Cloud and her Mystics teammate Ariel Atkins had just left Hendley Elementary School, where they made a scheduled book reading appearance with the students.
While chatting with the school’s librarian shortly before the event, Cloud learned that a bullet broke a window in the lobby of the building on Wednesday. The shooting, which occurred as students were inside for an end-of-the-school year movie night, resulted in the school being placed on lockdown, according to media reports, and Cloud says the school had to cancel its field day on Thursday as a result. WJLA reports that this is the second time in two weeks that bullets have hit the school.
In a series of Instagram stories, Cloud said that she would institute a “media blackout” on Friday prior to the Mystics game against the defending WNBA champion Seattle Storm if Mayor Muriel Bowser and Ward 8 Councilmember Trayon White do not respond to her with a solution or schedule a meeting for a solution.
“We’re talking about 5-year-olds being safe going to school and bettering themselves,” Cloud says. “And if they don’t feel safe going to school, they won’t be going to school. And then they’ll be out in the streets, and by going into the streets, they’ll fall into a system that they can’t get out of.”
In an email response to City Paper, White, a Hendley alumnus, says his involvement in violence prevention goes beyond social media, and points to the community engagement events he’s participated in as examples. He did not answer questions on whether or not he plans to meet with Cloud.

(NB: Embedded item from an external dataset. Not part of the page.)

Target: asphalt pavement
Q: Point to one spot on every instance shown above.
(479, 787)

“I have been doing youth violence intervention and mentoring some of the highest risk youth in SE for 17 years,” White writes. “We have to go visit [m]others when they lose their children and be at the crimes scenes when someone is on the ground fighting for their life. During these times I don’t see the people that tweet. When we have programs in the schools, like Ballou last week, I don’t see the people who just tweet. We are getting more teams and returning citizens to be in the community to address the neglect and social ills that influence violence. We had a big violence strategy meeting last night at the Arc and I didn’t see the people who just tweet. Years from now when they are on to the next hot topic in their lives Trayon White will still be here committed and serving. Don’t tweet join us!”
After reading White’s response, Cloud wrote on Twitter, “#blackoutisago.”
Markus Batchelor, the Ward 8 representative on the D.C. State Board of Education, told the Washington Post that he has emailed city leaders three times in the last two weeks in regards to the violence surrounding the elementary school.
“It’s been a consistent problem … and for some reason there doesn’t seem to be any progress made,” Batchelor told the paper. “In any other part of the city it would be more intolerable and a more urgent matter.”
Cloud, who recently spoke on a panel hosted by The Atlantic about athletes and activism, believes that she has the platform and the responsibility to lend her voice to social causes.
She tells City Paper that if she does hear solutions from either Bowser or White by the time Mystics practice begins at 9:45 a.m. on Friday, she will refuse to answer questions about basketball. Instead, Cloud will only talk to reporters about the shootings that have happened around Hendley Elementary School.
“They get a pay check to take care of this city,” Cloud says, adding she will proceed with the media blackout if they respond after practice but before the game. “This needs to happen in a timely manner … At 3 p.m. another life can be lost.”
Cloud has already reached out to teammate Elena Delle Donne and coach Mike Thibault, who she says are both on board with her decision. She predicts that the majority of the team, if not all players, will participate in the media blackout. The Mystics posted a tweet Friday morning expressing support.
“This is our community and for us as pro athletes we inherit certain responsibilities and roles,” Cloud says. “We represent this community, and especially moving into Ward 8, I made it known I didn’t want to be any part of gentrification … I take this as one of my responsibilities as an athlete with a platform in Washington, D.C. to make this a better place.”